Experimental show BLANK’s improvisation is impossible to discuss in any detail prior to its staging | Theater | Pittsburgh | Pittsburgh City Paper

Experimental show BLANK’s improvisation is impossible to discuss in any detail prior to its staging

Experimental show BLANK’s improvisation is impossible to discuss in any detail prior to its staging
Nassim Soleimanpour
Nassim Soleimanpour
Just about 48 hours before they arrive on set for the first time, the actors in 12 Peers Theater's newest production will get an email from its artistic director Vince Ventura. The email will contain the script and a list of 14 instructions for performing it. This will be the first time the actors see any details about the play, and even with two days to prepare, it's an incomplete outline: the script is riddled with blanks, like Mad Libs filled in by the audience during the performance.

That's the premise of Nassim Soleimanpour's BLANK, running May 2-19 at the Richard E. Rauh Studio Theatre. Every night, a new actor takes the solitary role with a new audience, resulting in wildly disparate experiences for each performance.

"Every night, the audience have the full power to write a unique story in BLANK," says Soleimanpour. "Be smart, fun, and make a good story."

This isn't 12 Peers' first brush with experimental theater, nor with Soleimanpour's work. In 2015, Ventura and his company staged Soleimanpour's White Rabbit, Red Rabbit, a play with no director, rehearsals, or set, and actors who, as in BLANK, receive the script just two days prior to showtime (A-listers like Nathan Lane, Cynthia Nixon, and Kathy Najimy have each taken a swing at the role). BLANK is something of a sequel to Rabbit, but Ventura says it's not necessary to see it in order to understand. (With unique performances every night, it probably wouldn't help much anyhow.)
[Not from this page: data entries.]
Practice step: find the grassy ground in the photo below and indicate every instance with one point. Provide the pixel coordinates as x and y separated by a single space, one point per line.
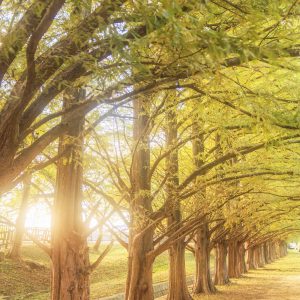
19 280
277 281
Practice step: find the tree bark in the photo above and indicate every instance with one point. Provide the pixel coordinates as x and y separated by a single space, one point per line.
234 259
15 251
178 289
221 272
140 262
203 280
70 258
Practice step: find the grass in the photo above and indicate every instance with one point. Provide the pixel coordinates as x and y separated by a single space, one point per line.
276 281
108 279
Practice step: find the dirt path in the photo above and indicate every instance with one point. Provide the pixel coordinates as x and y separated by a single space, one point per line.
277 281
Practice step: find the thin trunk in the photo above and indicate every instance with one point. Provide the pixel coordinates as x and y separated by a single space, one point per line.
241 254
178 289
221 271
15 251
140 264
98 242
70 258
203 280
251 259
234 259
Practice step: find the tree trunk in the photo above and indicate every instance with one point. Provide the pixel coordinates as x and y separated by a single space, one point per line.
234 270
178 289
203 281
98 242
251 260
15 251
70 258
139 276
221 271
266 253
241 254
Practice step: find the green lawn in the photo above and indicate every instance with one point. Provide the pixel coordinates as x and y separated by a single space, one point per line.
108 279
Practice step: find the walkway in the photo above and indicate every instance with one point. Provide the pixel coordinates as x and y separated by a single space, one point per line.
277 281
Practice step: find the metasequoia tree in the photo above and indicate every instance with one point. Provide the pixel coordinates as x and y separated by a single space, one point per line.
128 56
15 251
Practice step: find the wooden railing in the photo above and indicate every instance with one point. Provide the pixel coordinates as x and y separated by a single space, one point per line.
6 236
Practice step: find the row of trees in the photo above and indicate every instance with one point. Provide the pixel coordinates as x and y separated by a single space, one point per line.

"My goal here is to stay out of the play's way," says Ventura, adding that he brought a lot of lessons from Rabbit to this production. "It is a machine designed from start to finish, we don't need to embellish it."

If this all seems heavy on concept and light on plot, that's because it is. Interviews with pretty much anyone who's produced it all come to the same conclusion: BLANK is impossible to discuss in any detail prior to its staging. The closest we may get to a synopsis is from the play's description on Soleimanpour's website: "The concept might be simple; the result is nothing short of empowering as a random audience member sees his or her future determined by the imagination of others." Not super helpful.

For those squeamish about interactive theater, Ventura says there's nothing to be anxious about.

"It's still traditional theater, you can still just observe," says Ventura. "But we can go on this journey together if you like, we can create a story from nothing together. That's what happens in the room night to night."

BLANK opens with a preview on Thu., May 2 with Demetria Marsh in the lead (only) role. Other performers during the run include Brittany Tague, Missy Moreno, and Randy Kovitz.